11 April 2006

What has a Patent in common with a Rembrandt?

When Rembrandts painting “Portrait of a Lady” was auctioned in London for U$28.7 million, many believed it was actually the auction fever that made prices reach incredible levels, driven up by eager art buyers and sellers looking for scarce supply of high quality art. Everything has been auctioned, from art, old cars, vintage Cartier watches to emission rights. However patents – monopoly rights granted by the state in exchange for publication of the invention - have not, so far.

On April 6 the first ever public auction of patents was held in San Francisco where over 400 inventions were being auctioned. The eagerly awaited auction attracted a large crowd of people from all over the US and Asia. Major absentee was Europe, with just a few German and Dutch IP investment ventures present. The auction was organized by Ocean Tomo of Chicago, and sponsored by various companies. Representatives of several large companies attended the auction, including GE, Microsoft, DuPont, and AT&T. A seasoned London based auctioneer, Charles Ross, mastered the auction.

Many believe the creation of an open, transparent market for intellectual property will cause a rippling in the way companies, universities as well as individual patent owners will trade their technologies, making valuation more visible and, as a consequence, will ultimately attract Wall Street type of investment funds and will eventually make similarly smart financing of intellectual property rights possible.

Sellers, ranging from individuals to richly awarded inventors with their own access portfolios eager to make some money to large companies like Kimberly-Clark, Motorola, Ford Motor Company and Allied Signal offered their patents on this first public auction. Patents covered a wide variety of technologies: video-on-demand technology, a suite of patents for varying the valve timing in car engines, as well as a solution for online sales of fashion goods were among the intellectual property rights sold. Lot 30A, a movie compression patent by Douglas Ballantyne, for moving a film to TV through cable, shot to $650,000, stalled, rose to $1 million with two bidders left, closing at $1.4 million. The catalogue-listed value for the patent was $2 to $5 million. The price values set by the auction organizers ranged from below 100.000 to 5,000,000. The most expensive lot, more than 35 patents from Ford Motor Company, was withdrawn at the auction for lacking to reach the reserve.

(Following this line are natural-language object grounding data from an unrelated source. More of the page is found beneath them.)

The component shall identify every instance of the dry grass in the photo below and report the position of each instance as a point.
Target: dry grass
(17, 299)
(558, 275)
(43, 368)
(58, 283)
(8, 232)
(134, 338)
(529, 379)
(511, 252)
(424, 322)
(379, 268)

So what does a Rembrandt art piece has in common with a patent when it comes to auction it? Not much we have to conclude after last week’s experiment. The result is at best mixed. Patents have not yet reached celebrity status. More than 400 patents went on the block in 74 lots, of which around 22 lots were sold. Total sales at the auction reached US$ 3 million. From the 52 lots that did not reach the seller’s minimum, some were offered in post-auction private trading, reaching terms off the bidding floor with an additional value of U$ 5,6 million. Many patents sold, however, did not reach more than US$ 10-12,000.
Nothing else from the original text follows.